Government expenditure plays an important role in physical and human capital formation over time. Government performs two functions namely: protection and provision of certain goods Abdullah, (2010) and Fasta, Hagen, Hughes, Siebert and Strauch (2003). Protection function consists of the creation of the rule of law and enforcement of property rights which help minimize risk of criminality and external aggression. Under the provision of public goods are health, education, power, agriculture, transportation etc. Many political philosophers like Hobbes and Locke considered the hypothetical disadvantages of life without government Devarjan, Swaroop and Zou (2006). The ideal size of government is not the problem of the economic theory. But, economic theory tells us to examine cost and benefit in order to determine whether resources are allocated in a manner that increase or decrease economic growth.

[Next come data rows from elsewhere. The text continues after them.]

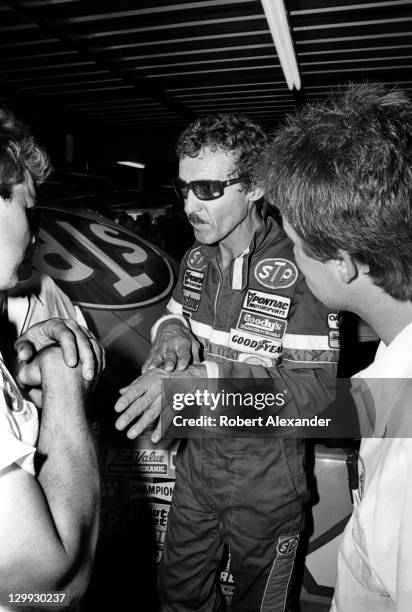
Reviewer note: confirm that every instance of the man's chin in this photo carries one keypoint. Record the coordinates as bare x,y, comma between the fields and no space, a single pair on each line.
25,272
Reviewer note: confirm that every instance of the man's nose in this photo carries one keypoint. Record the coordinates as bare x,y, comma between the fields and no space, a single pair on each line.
192,203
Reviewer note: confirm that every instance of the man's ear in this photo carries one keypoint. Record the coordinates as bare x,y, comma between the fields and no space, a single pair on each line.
255,193
348,268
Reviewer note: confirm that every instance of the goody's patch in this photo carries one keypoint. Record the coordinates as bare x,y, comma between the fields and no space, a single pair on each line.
276,273
267,303
193,279
334,339
261,324
196,259
191,300
333,320
245,342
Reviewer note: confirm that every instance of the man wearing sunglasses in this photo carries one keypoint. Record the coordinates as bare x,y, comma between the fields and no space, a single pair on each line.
239,310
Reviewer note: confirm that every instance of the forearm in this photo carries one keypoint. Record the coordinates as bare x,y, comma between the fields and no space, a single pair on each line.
68,470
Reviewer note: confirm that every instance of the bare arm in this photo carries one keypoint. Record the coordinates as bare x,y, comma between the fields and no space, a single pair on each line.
48,524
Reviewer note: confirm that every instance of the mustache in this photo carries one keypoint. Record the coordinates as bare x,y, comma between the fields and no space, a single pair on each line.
195,219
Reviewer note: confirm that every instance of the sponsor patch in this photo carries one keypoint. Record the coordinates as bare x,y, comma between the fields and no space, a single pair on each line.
255,360
196,259
287,545
193,279
142,489
333,320
154,516
191,300
142,461
242,341
276,273
267,303
262,324
334,339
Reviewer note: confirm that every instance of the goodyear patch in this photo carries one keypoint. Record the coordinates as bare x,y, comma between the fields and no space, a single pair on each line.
334,339
193,279
267,303
191,300
245,342
333,320
262,324
276,273
196,259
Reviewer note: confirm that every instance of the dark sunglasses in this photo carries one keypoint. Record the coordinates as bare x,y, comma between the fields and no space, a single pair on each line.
204,190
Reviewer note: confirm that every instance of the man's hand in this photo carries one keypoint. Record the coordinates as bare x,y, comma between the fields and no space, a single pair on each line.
47,363
77,343
174,348
142,398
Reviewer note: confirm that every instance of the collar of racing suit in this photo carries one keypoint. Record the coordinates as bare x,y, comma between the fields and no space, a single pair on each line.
239,266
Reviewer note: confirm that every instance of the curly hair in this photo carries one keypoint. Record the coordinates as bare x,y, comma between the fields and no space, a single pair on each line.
341,174
19,153
225,132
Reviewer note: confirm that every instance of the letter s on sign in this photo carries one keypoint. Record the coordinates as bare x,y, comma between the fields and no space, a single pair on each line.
138,255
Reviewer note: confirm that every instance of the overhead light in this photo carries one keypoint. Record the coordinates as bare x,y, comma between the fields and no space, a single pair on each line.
133,164
277,19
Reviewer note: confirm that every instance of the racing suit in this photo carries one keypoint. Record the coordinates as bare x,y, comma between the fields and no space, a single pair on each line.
256,320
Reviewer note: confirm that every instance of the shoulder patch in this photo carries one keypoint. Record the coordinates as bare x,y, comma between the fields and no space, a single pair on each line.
193,279
276,273
196,259
191,300
334,339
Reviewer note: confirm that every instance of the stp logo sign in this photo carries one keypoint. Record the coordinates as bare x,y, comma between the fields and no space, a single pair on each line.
276,273
100,264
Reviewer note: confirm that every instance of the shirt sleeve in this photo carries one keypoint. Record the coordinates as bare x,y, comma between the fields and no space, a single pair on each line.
18,434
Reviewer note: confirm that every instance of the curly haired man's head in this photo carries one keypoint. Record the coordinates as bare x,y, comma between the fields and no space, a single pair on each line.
229,133
19,153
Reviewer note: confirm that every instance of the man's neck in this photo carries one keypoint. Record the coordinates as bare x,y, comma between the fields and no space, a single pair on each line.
385,315
234,244
3,302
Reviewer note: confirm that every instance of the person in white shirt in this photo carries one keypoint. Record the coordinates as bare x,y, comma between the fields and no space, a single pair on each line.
49,484
341,174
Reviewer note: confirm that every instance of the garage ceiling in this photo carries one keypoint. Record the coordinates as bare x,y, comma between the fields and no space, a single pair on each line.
130,65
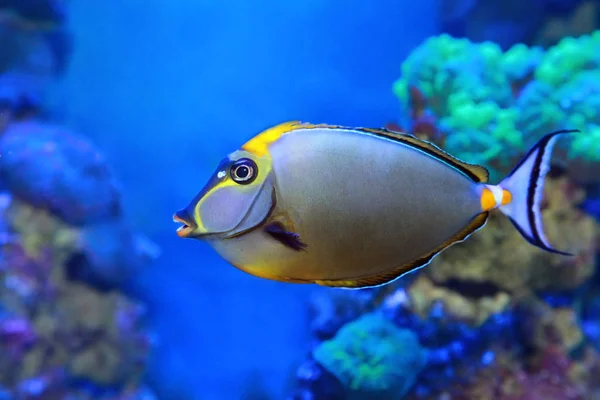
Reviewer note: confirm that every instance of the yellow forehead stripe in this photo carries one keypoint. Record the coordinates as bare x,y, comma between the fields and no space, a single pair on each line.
506,197
259,145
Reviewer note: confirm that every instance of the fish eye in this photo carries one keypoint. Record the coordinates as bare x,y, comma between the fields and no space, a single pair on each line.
244,171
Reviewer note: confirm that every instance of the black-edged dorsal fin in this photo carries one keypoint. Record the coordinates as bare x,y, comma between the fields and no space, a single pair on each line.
387,277
477,173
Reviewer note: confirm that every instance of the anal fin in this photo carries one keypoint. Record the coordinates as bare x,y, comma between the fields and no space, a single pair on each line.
387,277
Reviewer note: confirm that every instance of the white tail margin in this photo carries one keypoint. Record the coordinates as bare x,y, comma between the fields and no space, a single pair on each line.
526,184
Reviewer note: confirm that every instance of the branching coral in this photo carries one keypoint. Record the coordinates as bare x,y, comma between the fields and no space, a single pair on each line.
490,107
373,358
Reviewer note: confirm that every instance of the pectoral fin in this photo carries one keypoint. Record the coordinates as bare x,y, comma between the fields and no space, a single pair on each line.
289,239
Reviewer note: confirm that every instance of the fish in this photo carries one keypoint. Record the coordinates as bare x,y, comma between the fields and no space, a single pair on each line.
354,207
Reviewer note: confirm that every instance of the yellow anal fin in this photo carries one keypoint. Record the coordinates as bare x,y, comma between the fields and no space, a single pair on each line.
387,277
477,173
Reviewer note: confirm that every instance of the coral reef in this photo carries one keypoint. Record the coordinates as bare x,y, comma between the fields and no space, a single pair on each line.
66,331
53,169
499,317
488,106
60,336
373,358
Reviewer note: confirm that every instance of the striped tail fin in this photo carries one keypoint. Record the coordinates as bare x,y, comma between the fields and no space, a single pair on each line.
525,183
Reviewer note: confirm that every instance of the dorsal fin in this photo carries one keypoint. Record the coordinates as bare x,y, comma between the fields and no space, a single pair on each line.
387,277
477,173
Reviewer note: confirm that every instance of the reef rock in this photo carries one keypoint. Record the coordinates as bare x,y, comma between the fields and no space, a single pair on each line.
498,257
57,335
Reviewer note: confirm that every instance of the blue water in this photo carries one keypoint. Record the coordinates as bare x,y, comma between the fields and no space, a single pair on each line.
166,89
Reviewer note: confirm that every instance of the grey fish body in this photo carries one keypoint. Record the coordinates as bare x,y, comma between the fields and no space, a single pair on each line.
362,204
354,207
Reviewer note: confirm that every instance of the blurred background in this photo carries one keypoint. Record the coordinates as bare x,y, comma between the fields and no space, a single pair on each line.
114,114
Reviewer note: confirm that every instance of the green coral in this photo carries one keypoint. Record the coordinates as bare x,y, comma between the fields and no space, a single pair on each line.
444,65
491,106
373,358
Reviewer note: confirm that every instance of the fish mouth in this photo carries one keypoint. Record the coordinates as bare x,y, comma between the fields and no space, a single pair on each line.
187,227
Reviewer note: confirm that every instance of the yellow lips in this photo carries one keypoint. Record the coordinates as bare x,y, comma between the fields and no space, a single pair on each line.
184,230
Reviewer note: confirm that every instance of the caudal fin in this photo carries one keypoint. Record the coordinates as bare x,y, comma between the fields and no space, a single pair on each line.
526,185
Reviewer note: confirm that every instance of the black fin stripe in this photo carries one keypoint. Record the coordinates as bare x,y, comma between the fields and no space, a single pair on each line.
424,149
542,143
530,240
532,188
534,180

The basic economic policy of the good society is public expenditure in line with future economic growth and wellbeing. For example, expenditure on health and education raises the productivity of labour and increase the growth of national output. Similarly, expenditure on infrastructure such as roads, Communication, power reduces productions cost and increases private sector investment and profitability of firms thus fostering economic growth. Supporting this view, Scholars such as Abdullah, (2010) concluded that expansion of government expenditure determine the inflation rate of an economy. In the Nigerian context for instance, the public sector consists of the Federal, state and local government enterprises. Some government financial operations remain entirely outside the budget and are funded by extra budgetary accounts. Therefore, the effects of expenditure on economic growth may be a comprehensive indicator of public productivity. However, governments have always been very careful in planning her expenditures by means of government budgets and National income.